As a nation we are using less water, even as our population grows, says a USGS report. This is definitely good news. We are using less water than in 1970.
Water use in the United States in 2010 was estimated to be about 355 billion gallons per day, which was 13 percent less than in 2005. The 2010 estimates put total withdrawals at the lowest level since before 1970.
Thermoelectric power and irrigation remained the two largest uses of water in 2010, and total withdrawals for both were notably less than in 2005. Withdrawals in 2010 for thermoelectric power were 20 percent less and withdrawals for irrigation were 9 percent less than in 2005.
Thermoelectric power is water used to generate electricity from steam turbines, and includes nuclear, coal, natural gas, and concentrated solar power plants. It is the largest single use of water, if a bit deceptive, as the water is often pumped back into rivers where it can be used for other purposes. Agriculture is the second-biggest use of water and again, some of that water seeps back into the the ground and aquifers.
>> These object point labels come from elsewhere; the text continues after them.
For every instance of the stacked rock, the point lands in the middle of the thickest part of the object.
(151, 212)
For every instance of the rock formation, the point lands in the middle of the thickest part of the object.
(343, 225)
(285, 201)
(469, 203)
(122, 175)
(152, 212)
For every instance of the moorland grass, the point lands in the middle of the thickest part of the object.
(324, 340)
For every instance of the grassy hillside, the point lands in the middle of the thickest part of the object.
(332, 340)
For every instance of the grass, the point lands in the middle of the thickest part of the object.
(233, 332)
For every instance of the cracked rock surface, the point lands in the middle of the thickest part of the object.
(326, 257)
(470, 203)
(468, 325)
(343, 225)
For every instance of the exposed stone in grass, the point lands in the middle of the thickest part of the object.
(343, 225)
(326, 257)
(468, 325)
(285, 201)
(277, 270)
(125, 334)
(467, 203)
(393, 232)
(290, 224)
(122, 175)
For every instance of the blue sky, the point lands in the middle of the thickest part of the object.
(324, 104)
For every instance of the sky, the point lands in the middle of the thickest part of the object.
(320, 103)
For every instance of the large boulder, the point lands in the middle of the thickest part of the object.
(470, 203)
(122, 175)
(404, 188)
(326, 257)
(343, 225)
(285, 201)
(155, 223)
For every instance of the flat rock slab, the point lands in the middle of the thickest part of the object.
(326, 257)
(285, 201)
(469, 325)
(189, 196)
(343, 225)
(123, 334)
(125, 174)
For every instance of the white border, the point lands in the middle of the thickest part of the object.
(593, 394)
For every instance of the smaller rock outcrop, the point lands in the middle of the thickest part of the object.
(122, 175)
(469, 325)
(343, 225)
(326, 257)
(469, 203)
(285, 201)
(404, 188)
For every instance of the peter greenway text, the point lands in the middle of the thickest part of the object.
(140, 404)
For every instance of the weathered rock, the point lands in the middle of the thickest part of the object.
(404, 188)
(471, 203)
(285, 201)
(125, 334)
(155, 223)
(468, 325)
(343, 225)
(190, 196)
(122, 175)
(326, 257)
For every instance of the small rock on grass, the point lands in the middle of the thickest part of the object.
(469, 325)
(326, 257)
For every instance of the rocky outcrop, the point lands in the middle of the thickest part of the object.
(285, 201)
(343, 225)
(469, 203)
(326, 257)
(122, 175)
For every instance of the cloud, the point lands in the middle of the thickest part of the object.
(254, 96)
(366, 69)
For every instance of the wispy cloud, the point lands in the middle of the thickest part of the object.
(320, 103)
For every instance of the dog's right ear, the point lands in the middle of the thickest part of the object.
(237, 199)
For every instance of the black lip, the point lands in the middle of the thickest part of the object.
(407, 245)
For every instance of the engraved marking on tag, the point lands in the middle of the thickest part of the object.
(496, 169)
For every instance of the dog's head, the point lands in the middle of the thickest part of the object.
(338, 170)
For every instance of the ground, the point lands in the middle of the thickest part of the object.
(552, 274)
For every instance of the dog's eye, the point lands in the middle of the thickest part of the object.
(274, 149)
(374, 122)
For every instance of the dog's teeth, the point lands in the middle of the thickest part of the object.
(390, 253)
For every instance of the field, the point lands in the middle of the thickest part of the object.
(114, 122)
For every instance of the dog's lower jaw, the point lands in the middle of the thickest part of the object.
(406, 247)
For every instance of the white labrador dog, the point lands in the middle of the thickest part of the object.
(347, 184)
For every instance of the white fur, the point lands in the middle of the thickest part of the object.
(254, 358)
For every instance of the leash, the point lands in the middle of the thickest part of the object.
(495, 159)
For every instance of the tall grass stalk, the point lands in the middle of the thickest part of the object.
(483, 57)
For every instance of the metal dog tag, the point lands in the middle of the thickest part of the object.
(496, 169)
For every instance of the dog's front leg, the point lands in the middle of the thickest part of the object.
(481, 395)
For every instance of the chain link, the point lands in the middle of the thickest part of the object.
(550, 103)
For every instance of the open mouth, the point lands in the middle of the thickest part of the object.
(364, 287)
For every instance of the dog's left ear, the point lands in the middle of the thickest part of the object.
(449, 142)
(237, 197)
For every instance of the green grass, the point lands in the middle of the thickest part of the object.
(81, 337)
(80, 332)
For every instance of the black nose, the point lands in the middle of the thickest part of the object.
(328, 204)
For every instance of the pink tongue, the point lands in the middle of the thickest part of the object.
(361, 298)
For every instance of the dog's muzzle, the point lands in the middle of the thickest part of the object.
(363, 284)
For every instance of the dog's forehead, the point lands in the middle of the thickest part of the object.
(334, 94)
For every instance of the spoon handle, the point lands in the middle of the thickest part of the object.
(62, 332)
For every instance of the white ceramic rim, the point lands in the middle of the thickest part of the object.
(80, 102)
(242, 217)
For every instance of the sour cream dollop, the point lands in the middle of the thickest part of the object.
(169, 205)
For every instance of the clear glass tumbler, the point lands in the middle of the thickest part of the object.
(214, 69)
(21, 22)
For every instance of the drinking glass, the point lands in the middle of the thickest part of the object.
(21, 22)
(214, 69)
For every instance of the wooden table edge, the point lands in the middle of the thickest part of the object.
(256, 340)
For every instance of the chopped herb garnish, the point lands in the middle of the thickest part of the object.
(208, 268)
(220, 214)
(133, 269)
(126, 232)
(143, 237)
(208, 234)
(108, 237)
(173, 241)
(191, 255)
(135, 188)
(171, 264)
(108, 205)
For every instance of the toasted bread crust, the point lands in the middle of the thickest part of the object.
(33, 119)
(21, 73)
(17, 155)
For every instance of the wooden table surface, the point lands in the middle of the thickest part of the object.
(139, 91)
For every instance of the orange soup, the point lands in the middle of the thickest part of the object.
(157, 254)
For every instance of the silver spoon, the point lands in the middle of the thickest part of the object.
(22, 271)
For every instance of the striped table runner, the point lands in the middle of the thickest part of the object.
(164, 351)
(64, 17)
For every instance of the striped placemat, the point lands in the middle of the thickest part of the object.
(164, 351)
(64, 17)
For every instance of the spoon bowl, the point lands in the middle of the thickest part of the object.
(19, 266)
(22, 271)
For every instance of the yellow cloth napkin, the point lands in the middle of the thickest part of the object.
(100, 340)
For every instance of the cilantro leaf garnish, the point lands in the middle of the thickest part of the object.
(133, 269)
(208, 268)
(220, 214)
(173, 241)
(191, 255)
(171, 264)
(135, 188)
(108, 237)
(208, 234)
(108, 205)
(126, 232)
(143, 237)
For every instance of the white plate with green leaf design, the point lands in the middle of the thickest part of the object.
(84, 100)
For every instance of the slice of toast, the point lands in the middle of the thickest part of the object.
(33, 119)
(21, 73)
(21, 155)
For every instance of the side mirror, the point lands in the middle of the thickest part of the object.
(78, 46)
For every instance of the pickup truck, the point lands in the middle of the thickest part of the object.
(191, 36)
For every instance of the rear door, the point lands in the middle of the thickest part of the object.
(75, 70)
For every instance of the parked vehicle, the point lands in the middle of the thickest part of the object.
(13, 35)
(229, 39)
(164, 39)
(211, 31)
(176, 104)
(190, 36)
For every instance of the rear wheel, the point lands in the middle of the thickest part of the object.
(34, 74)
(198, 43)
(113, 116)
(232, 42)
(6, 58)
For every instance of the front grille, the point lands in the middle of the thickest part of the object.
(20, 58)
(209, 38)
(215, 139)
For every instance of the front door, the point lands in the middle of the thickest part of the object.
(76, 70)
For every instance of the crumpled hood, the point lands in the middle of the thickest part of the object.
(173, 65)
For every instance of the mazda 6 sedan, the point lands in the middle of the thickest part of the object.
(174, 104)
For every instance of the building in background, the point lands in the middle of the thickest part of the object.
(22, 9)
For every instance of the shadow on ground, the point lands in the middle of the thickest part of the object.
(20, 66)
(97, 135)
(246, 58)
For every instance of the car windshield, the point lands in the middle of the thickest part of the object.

There are lots of caveats. This analysis uses “withdrawals” rather than “consumptive use”. So if a power plant sucks up river water for cooling, that counts as “use” even if most of it is returned to the river. Farmers withdraw a lot, and return some via groundwater seepage and drains. The withdrawal-consumption distinction is really important for water policy, as I tried to explain here.
This big drop also spans the Economic Shitstorm of 2008. Part of the drop could be related to that.
I think a lot of work needs to be done by people smarter than I to sort out the implications of the above two caveats. But those notwithstanding, I think the new data supports the hypothesis (“slogan”?) I’ve been pushing recently: When one has less water, one uses less water. We’re pretty adaptable, we humans.